What happened in the case?
In 2014, the defendant was indicted for possession of child pornography, and dissemination of visual material of a child in a state of nudity or sexual conduct. He was later charged with one count of possession of child pornography. In 2014, when state police were investigating the defendant, police received a tip that the defendant’s Tumblr blog contained images of child pornography. The police learned that the blog belonged to the defendant and obtained a search warrant for his apartment. On October 7th, 2014, police excited the search warrant where they arrested the defendant and seized electronic devices which contained images of child pornography.
In the weeks prior to the arrest, the officers conducted in-person surveillance of defendant’s apartment. On September 18th, 2014, officers made a written request to install the pole camera because officers were not certain of what unit in the apartment Comenzo was residing and hoped the pole camera would allow them to determine this. The pole camera was later installed to the top of a utility pole across the street from the apartment complex. This camera provided a view of the entire front of the building, the porch, front door, and the second and third-story windows at the front of the building. The camera operated 24/7 and allowed officers to see at all times from another location. The camera can zoom in and out, and tilt up and down.
Despite this advanced technology, the Massachusetts State Police have no standard operating procedure for pole cameras. There is no policy that places any limit on the time period the camera can record footage for or anything that places a limit on how long pole camera footage can be stored for. The police are also allowed to store pole camera footage for however long they want. This great power and intrusion on private life go unchecked.

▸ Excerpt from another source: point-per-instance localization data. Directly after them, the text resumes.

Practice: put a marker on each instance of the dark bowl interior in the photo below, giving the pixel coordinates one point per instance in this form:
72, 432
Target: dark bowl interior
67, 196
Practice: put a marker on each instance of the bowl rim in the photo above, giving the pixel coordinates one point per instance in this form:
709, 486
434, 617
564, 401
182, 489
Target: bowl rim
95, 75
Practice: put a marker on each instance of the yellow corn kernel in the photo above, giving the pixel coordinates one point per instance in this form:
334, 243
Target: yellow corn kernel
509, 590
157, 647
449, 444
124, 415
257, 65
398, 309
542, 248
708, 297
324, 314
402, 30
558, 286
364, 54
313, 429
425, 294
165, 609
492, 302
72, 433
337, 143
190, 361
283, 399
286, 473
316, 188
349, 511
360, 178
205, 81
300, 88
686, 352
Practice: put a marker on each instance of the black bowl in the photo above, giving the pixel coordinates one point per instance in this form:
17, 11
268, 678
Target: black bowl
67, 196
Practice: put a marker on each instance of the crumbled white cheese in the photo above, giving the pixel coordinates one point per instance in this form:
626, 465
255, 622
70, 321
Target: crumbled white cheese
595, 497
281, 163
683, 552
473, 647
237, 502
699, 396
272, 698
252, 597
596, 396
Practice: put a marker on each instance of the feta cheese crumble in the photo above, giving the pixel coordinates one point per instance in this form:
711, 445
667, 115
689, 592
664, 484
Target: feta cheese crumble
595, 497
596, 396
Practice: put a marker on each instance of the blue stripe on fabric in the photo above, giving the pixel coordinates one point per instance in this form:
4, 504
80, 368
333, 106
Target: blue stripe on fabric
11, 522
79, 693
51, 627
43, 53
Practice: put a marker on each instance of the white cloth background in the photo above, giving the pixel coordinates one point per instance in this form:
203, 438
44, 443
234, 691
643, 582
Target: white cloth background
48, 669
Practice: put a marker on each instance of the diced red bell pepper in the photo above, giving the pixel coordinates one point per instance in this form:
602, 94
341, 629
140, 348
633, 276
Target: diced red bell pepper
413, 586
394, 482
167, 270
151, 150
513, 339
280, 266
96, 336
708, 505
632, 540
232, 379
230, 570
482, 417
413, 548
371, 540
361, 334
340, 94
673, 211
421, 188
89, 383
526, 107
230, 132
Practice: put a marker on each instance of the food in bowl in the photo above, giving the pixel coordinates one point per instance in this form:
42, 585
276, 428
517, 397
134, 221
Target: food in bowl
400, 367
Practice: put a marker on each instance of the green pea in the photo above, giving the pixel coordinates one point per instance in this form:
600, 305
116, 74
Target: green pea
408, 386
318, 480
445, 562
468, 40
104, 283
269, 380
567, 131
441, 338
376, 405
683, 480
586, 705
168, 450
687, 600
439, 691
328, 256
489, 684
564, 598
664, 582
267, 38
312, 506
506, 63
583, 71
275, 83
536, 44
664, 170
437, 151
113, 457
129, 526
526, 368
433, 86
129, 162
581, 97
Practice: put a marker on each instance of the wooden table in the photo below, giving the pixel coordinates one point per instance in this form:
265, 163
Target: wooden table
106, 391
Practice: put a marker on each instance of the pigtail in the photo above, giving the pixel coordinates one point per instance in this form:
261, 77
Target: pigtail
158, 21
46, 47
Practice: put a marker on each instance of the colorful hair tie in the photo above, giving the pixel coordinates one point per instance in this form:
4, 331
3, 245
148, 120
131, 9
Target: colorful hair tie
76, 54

The defendant seeks to suppress the pole camera evidence. The defendant, like many people, reasonably expects the police are not monitoring his home at all hours. The pole camera was in effect for 17 days, which constitutes a search under Massachusetts law.
The defendant argues that because these cameras are advanced and operate at all hours, the standard for violating privacy should be different than that of conventional surveillance. However, the appellate court sided with the state and determined that the camera evidence was rightfully admitted.
It will be interesting to see what happens in the coming weeks as this case has oral arguments. Hopefully, the Massachusetts Supreme Judicial Court finds the defendant’s argument persuasive and creates a precedent that will protect people from breaches of privacy in the future.